Mahkeme ilamında belirtildiği şekilde, isteğin kısmen kabulüne karar vermiştir.
Hükmün, davacı ve davalılardan Kurum ile ... vekilleri tarafından temyiz edilmesi üzerine temyiz isteğinin süresinde olduğu anlaşıldıktan sonra düzenlenen raporla dosyadaki kağıtlar okundu, işin gereği düşünüldü ve aşağıdaki karar verildi.
K A R A R
Dava, davacının davalılara ait işyerinde 01/05/1990-01/07/2007 tarihleri arasında geçen çalışmalarının tespiti istemine ilişkindir.
Mahkemece, davanın kısmen kabulü ile davacının davalı ..."a ait işyerinde; 01.11.1996 ile 25.11.2004 tarihleri arasında kesintisiz olarak asgari ücretle sigortalı olarak çalıştığının tespitine; davalı ... hakkında açılan davanın reddine karar verilmiştir.
Davanın yasal dayanağını oluşturan 506 sayılı Yasa"nın 79/10. ve 5510 sayılı Yasa"nın 86/9. maddeleri bu tip hizmet tespiti davaları için özel bir ispat yöntemi öngörmemiş ise de, davanın niteliği kamu düzenini ilgilendirdiği ve bu nedenle özel bir duyarlılık ve özenle yürütülmesi gerektiği Yargıtay"ın ve giderek Dairemizin yerleşmiş içtihadı gereğidir.
Bu tür davalarda öncelikle davacının çalışmasına ilişkin belgelerin işveren tarafından verilip verilmediği yöntemince araştırılmalıdır. Bu koşul oluşmuşsa işyerinin gerçekten var olup olmadığı kanun kapsamında veya kapsama alınacak nitelikte bulunup bulunmadığı eksiksiz bir şekilde belirlenmeli daha sonra çalışma olgusunun varlığı özel bir duyarlılıkla araştırılmalıdır. Çalışma olgusu her türlü delille ispat edilebilirse de çalışmanın konusu niteliği başlangıç ve bitiş tarihleri hususlarında tanık sözleri değerlendirilmeli, dinlenen tanıkların davacı ile aynı dönemlerde işyerinde çalışmış ve işverenin resmi kayıtlara geçmiş bordro tanıkları yada komşu işverenlerin aynı nitelikte işi yapan ve bordrolarına resmi kayıtlarına geçmiş çalışanlardan seçilmesine özen gösterilmelidir. Bu tanıkların ifadeleri ile çalışma olgusu hiçbir kuşku ve duraksamaya yer vermeyecek şekilde belirlenmelidir. Yargıtay Hukuk Genel Kurulunun 16.9.1999 gün 1999/21-510-527, 30.6.1999 gün 1999/21-549-555- 3.11.2004 gün 2004/21- 480-579 sayılı kararları da bu doğrultudadır.

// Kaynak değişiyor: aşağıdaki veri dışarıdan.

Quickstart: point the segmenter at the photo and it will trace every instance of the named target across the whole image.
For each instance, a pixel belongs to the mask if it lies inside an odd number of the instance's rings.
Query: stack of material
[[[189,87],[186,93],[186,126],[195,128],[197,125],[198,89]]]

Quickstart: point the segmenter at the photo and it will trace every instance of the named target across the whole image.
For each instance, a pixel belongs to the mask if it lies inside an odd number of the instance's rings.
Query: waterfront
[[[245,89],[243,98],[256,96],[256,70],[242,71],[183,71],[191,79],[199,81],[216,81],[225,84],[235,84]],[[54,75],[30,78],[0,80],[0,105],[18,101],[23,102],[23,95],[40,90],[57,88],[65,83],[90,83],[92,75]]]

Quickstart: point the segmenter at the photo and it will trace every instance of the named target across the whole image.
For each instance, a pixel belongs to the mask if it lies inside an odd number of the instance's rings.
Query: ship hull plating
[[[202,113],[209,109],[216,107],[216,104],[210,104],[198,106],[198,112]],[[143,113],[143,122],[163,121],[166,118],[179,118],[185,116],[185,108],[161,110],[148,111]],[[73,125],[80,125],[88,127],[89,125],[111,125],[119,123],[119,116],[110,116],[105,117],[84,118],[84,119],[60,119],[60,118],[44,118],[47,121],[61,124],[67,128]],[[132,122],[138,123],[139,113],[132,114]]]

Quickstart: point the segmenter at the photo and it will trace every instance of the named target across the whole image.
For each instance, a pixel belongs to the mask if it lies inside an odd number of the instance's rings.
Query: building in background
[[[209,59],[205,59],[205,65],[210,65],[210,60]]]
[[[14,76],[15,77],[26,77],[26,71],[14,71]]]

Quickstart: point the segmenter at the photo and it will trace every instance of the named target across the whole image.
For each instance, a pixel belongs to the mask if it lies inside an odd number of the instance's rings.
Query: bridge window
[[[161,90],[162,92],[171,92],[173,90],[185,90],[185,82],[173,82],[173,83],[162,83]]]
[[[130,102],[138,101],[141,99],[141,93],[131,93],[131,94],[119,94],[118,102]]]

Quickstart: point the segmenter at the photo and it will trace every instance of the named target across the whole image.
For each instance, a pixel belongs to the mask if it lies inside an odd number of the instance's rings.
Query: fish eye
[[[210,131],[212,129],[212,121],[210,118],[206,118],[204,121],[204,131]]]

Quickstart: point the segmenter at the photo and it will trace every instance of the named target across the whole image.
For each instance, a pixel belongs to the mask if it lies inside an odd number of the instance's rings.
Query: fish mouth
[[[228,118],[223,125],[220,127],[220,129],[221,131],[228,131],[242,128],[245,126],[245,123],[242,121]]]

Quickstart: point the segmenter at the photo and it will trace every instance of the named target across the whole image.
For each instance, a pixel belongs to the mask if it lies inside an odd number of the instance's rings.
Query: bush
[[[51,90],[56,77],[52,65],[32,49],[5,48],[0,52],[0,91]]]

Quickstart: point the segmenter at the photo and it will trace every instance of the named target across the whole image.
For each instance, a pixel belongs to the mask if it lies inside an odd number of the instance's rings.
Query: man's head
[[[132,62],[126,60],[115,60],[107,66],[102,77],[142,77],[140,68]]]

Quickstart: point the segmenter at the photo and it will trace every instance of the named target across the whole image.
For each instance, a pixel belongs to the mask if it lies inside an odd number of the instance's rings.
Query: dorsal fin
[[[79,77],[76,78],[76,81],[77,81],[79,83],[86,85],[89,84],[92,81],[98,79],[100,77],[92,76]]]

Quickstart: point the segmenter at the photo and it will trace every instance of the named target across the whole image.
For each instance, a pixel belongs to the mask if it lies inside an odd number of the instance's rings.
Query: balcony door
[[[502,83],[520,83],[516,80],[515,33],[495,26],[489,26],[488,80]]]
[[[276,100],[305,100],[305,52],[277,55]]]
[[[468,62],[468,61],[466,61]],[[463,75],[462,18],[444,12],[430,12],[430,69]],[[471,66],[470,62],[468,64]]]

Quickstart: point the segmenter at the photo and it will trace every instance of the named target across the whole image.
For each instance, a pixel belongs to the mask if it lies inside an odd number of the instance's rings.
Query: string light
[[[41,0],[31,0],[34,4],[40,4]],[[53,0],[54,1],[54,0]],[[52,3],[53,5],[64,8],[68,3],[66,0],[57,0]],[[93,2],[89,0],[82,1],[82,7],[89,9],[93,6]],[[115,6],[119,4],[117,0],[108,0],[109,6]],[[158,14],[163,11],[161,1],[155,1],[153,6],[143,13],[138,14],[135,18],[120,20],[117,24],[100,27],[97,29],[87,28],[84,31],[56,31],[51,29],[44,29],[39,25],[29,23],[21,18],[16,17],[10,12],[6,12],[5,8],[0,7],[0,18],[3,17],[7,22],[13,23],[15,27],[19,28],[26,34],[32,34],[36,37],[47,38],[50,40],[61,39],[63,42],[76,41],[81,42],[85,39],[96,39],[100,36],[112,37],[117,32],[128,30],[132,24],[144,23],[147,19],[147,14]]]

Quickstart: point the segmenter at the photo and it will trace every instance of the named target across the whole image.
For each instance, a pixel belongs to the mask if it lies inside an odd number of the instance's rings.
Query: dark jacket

Dosyadaki kayıt ve belgelerden, davacının davalı ..."a ait ... sicil sayılı işyerinde 01/05/1990 tarihinde işe girdiğine ilişkin bildirgenin süresinde Kurum kayıtlarına intikal ettiği, ... sicil sayılı işyerinden davacı adına hizmet bildiriminde bulunulmadığı, davacının 09/06/2001-05/07/2001, 01/09/2003-01/06/2004 ve 26/11/2004-01/07/2008 tarihleri arasındaki çalışmasının davalı ..."a ait 1030460 sicil sayılı işyerinden bildirildiği, davalı ..."a ait ... sicil sayılı işyerinin 01/01/1989-31/01/1989 tarihleri arasında, davalı ..."a ait 1030460 sicil sayılı işyerinin 01/11/1996-31/07/2008 tarihleri arasında Kanun kapsamında olduğu, davalıların karı koca oldukları, ... sicil sayılı işyeri dönem bordrolarında çoğunlukla davalı ..."dan başka çalışan bulunmadığı, davacı tanıklarının dinlenildiği, Mahkemece, resen seçilecek komşu işyeri tanıkları beyanlarına başvurulmadan ve davacının çalışma süresi tereddütsüz ortaya konulmadan eksik araştırma ve inceleme ile sonuca gidildiği anlaşılmaktadır.
Yapılacak iş, her iki işyeri için ayrı ayrı Sosyal Güvenlik Kurumu, zabıta, maliye, meslek odası aracılığı ve muhtarlık marifetiyle işyerine o tarihte komşu olan diğer işyerlerinde uyuşmazlık konusu dönemde çalıştığı tespit edilen kayıtlı komşu işyeri çalışanları; yoksa işyeri sahipleri araştırılıp tespit edilerek gerçek çalışma olgusunu ve çalışma süresini somut ve inandırıcı bilgilere dayalı şekilde ortaya koyduktan sonra sonucuna göre karar vermekten ibarettir.
Mahkemece, bu maddi ve hukuki olgular göz önünde tutulmaksızın eksik inceleme ve araştırma ile yazılı şekilde hüküm kurulması usul ve yasaya aykırı olup bozma nedenidir.
O halde, davacı ve davalılar SGK ve ... vekillerinin bu yönleri amaçlayan temyiz itirazları kabul edilmeli ve hüküm bozulmalıdır.
SONUÇ: Hükmün yukarıda açıklanan nedenlerle BOZULMASINA, temyiz harcın istek halinde davacı ve davalı ..."a iadesine, 09/10/2018 gününde oybirliğiyle karar verildi.